For each month, two separate experiments were performed: one assuming a specular reflection from the surface (SPEC is assumed as the control experiment since this configuration is used as default in HARMONIE-AROME) and another experiment assuming the surface to have a Lambertian LAMB reflection scheme to retrieve surface emissivity at AMSU-A channel 3. Due to limited resources, hybrid reflection models were not tested in this study. In both experiments, initial conditions and VarBC coefficients were sourced from the MetCoOp operational run and the boundary conditions are fed by the ECMWF system as mentioned above. Each experiment has been run for 30 days in a non cycled way, every 3-hour. This approach allows us to examine how emissivity varies between the two reflection schemes and how it affects the simulation of adjacent surface-sensitive sounding channels while keeping all other model settings consistent. Because the aim of this paper was to isolate the effect on surface assumption on the Brightness Temperature (BT) simulation, we have decided to use all other input parameters as identical as possible, extracted from the same source (e.g. from the MetCoOp operational run which use the specular assumption as default to simulate the radiances). The first-guess fields are the same in both SPEC and LAMB experiments and the VarBC coefficients are the same as well. The adaptive scheme incorporated within variational data assimilation simultaneously updates bias parameters and atmospheric state variables to reduce radiance discrepancies. The model is formulated as a linear combination of predictors, including atmospheric thickness (e.g., 1000–300 hPa), total column water vapor, and surface variables, with coefficients β optimized via the cost function [6]. These model parameters were derived from a cycled experiment that assimilated microwave (MW) observations under the assumption of a specular surface. Consequently, the derived bias-correction coefficients are inherently tied to the specular (SPEC) surface reflection assumption. As a result, these coefficients cannot be directly transferred between the SPEC and LAMB experiments. Care must therefore be taken when interpreting first-guess departure statistics, since differences in the underlying surface reflection assumptions may introduce systematic inconsistencies, rendering the departures from the two experiments not directly comparable.
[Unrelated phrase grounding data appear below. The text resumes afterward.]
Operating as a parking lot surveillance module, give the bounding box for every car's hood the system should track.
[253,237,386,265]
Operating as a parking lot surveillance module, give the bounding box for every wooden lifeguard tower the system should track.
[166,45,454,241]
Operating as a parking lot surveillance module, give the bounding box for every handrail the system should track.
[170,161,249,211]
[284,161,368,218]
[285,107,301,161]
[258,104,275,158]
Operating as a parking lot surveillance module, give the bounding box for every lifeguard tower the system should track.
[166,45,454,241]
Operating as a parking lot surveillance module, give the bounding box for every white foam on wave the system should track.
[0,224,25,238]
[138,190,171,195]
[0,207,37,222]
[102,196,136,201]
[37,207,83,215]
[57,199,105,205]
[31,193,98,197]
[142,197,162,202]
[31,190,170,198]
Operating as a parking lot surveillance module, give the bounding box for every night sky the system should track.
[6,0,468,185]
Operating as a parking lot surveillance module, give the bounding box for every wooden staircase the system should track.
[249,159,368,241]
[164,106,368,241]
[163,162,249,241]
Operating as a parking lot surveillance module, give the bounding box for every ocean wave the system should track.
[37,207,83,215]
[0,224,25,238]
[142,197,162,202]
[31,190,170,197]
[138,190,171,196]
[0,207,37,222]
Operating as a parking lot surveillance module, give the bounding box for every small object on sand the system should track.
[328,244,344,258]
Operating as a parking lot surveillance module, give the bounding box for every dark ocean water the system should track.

2.2. Observation and Retrieval of Surface Emissivities

The AMSU-A is a sophisticated 15-channel microwave radiometer specifically engineered for atmospheric temperature profiling. In this study we use data from AMSU-A on-board polar orbiting platform of NOAA-18, NOAA-19, Metop-B, Metop-C. As a cross-track scanning instrument, the AMSU-A encompasses a swath approximately 2343 km in width, executing 30 step-scanned observations per swath. At nadir, each observation yields a footprint of approximately 48 km, which increases in size towards the edges of the swath. The instrument comprises 12 temperature sounding channels (channels 3–14) that are centered around the 50–58 GHz oxygen absorption band, providing critical insights into the vertical distribution of temperatures in both the troposphere and stratosphere. Additionally, it features three window channels (1, 2, and 15) operating at frequencies of 23.8, 31.4, and 89 GHz, which are particularly responsive to surface conditions, water vapor, cloud cover, and precipitation.
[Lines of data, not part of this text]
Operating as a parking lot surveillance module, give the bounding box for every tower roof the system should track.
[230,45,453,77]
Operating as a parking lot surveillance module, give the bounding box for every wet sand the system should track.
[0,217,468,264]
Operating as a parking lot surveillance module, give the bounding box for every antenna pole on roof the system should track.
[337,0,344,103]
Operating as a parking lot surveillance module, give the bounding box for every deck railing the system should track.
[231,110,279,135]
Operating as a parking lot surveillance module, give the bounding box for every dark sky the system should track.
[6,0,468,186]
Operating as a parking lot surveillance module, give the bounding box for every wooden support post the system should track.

The radiative response of the AMSU-A channels is influenced by altitude and atmospheric conditions. Channels 1-3, classified as window or near-window channels, exhibit heightened sensitivity to surface emissions and cloud interactions. Figure 2 illustrates the relative contributions of various atmospheric layers to the BT for AMSU-A. Among all these listed channels currently we are using channel 3 for dynamic emissivity retrieval, channel 4 is monitored, channel 5-9 are actively used. For channels 10 and higher, the weighting functions exceed the model’s vertical extent, which is approximately 20 hPa. Consequently, these channels are not assimilated into the model. The maximum sensitivity of the weighting functions peaks lower in winter than in summer, presumably due to the humidity sensitivity for these channels and drier conditions in winter.
Following [17], the surface emissivity is retrieved using the so-called dynamic emissivity method, assuming the surface flat and specular (i.e SPEC configuration, [30]. However, over a snow covered land surface, the use of that approximation was shown to be questionable [19,20]. Instead, the Lambertian surface assumes diffuse, isotropic reflection of downwelling radiation which accounts better of the snow asperities and roughness. The approach derives the surface emissivity at AMSU-A window channels (here, channel 3, 50.3 GHz), reversing the radiative transfer equation. The channel used for the retrieval must be discarded from assimilation later on. As input, the RTTOV model uses the surface temperature and atmospheric profiles from the previous 3-hour short range forecast. Over land, an emissivity atlas, kindly provided by Meteo-France (https://www.umr-cnrm.fr), is used as back-up in case the retrieval is failing (over 1 or if the difference with the atlas is over 0.2).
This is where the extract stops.